Chatos. Assim somos chamados quando negamos algo a alguém que muito quer alguma coisa. Afinal, que mãe é essa que consegue, sem pestanejar, dizer não para aqueles olhos brilhantes e rostinho esperançoso de quem diz, com um sorriso, um penoso por favor? Que amigo é esse que nega um favorzão pro seu camarada? Quem é você, afinal?
O sim é o oponente gentil do não ditador. Ele abre portas, proporciona novas experiências. O sim agrada. Mas não se engane, meu caro. O mesmo sim também corrói. E arrisco a ir mais além: um sim é muito mais poderoso e, o seu poder, com todo seu disfarce de inocente, pode ser destruidor. Naturalmente, ninguém gosta de ser contrariado – passamos a vida inteira acreditando nos encantos da liberdade extrema, detestando quando somos impedidos de algo que queremos com todas as forças. Acumular gatos, acampar com os amigos, faltar a aula ou entregar o trabalho na próxima semana – acreditamos que estamos sendo punidos se os nossos desejos passam a ser negados.
Mas não é somente quem ouve que desgosta do bom e velho “não”. Há pessoas que acreditam que ser agradável o tempo todo é um exemplo de cidadania. Dentro e fora de casa, elas espalham os “sim” pela vida afora, ignorando os males que estão sendo criados a partir da aceitação excessiva. Para o mundo e pra ela. Quem muito diz sim não o faz por ser bom de coração: trata-se de alguém inseguro com necessidade de aceitação. E por viver querendo agradar, deixa de satisfazer a pessoa que mais importa: ela mesma.
O não é duro, mas impõe limites.
Alguém que, no trabalho, aceita e acata a todos os pedidos do chefe e dos demais colegas, em vez de ser reconhecido profissionalmente pelos esforços, termina, muitas vezes, acostumando todos a lhe dar trabalhos extras, demonstrando postura de alguém fraco e sem personalidade. Neste caso, o emprego certo da negativa limita o que é dever e o que é respeito.

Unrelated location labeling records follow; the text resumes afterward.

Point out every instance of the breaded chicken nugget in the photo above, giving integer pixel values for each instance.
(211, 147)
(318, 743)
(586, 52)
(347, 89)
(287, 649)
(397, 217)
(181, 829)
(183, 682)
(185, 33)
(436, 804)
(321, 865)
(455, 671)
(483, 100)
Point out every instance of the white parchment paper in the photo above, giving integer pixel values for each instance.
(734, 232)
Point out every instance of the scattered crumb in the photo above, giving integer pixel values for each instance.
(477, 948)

Hoje em dia não é nada fácil ser mãe com todas as responsabilidades fora de casa. Muitas vezes essa mãe não tem tempo suficiente pra passar com o seu filho e, em troca, decide tolerar as malcriações do seu pimpolho e, assim, admite o sim como estratégia de substituição. Ela passa a crer que será uma mãe ruim se,  além de faltar com atenção, ainda reprime os desejos da sua prole. Porém, o que acontece, geralmente, é o extremo oposto: um não dito na hora certa é o fator que determinará o caráter e a personalidade da criança na fase adulta.
O mesmo também ocorre nos relacionamentos. Nem tudo o que é pedido, é aquilo que estamos confortáveis para oferecer. Seja físico ou emocionalmente: se não estamos prontos, não há motivos pra discutir.

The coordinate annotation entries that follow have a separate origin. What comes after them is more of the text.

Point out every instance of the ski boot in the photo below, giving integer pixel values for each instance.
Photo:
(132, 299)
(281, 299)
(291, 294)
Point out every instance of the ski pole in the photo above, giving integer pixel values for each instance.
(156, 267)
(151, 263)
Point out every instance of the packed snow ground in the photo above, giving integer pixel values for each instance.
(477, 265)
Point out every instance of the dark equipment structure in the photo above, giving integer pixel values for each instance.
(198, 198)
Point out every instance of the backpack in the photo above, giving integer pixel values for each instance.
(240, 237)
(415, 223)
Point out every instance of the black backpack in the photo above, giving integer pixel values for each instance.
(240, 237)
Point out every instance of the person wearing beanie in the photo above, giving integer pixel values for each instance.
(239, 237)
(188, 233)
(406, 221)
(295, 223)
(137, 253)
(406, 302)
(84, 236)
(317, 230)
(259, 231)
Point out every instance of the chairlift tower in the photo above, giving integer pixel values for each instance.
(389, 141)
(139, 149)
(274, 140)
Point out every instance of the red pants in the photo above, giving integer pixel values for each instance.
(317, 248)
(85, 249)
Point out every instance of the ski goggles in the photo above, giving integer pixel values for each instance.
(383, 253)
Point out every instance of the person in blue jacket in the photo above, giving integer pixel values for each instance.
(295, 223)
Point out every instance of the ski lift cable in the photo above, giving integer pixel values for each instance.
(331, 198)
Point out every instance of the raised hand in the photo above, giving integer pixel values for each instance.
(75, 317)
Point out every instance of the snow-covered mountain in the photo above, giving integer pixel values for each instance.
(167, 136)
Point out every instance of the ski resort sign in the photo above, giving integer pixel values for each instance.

Tampouco fica mais fácil entre amigos. Muitas pessoas confundem para que serve a amizade. Acreditam que amigo mesmo é aquele que está sempre disposto a aceitar suas propostas, convites ou ideologia. Pensam que amizade forte é aquela que o outro empresta as chaves do carro, te busca nas baladas, paga as suas entradas, te empresta grana pra sair com a gostosa da repartição. Não. Amigo é aquele que te sacode quando você passa dos limites e te dá um toque quando é hora de parar, pelo bem da amizade e da sua imagem. Amigo é aquele que sabe dizer não para o seu próprio bem.
E, ainda que soe esquisito, acredite: o não é libertador. Ele castiga quando é preciso, impede besteiras, traça limites, forma personalidades, protege e demonstra atenção e carinho. Pelo fim da culpa de dizer não, saibamos, enfim, desfrutar deste difamado benfeitor!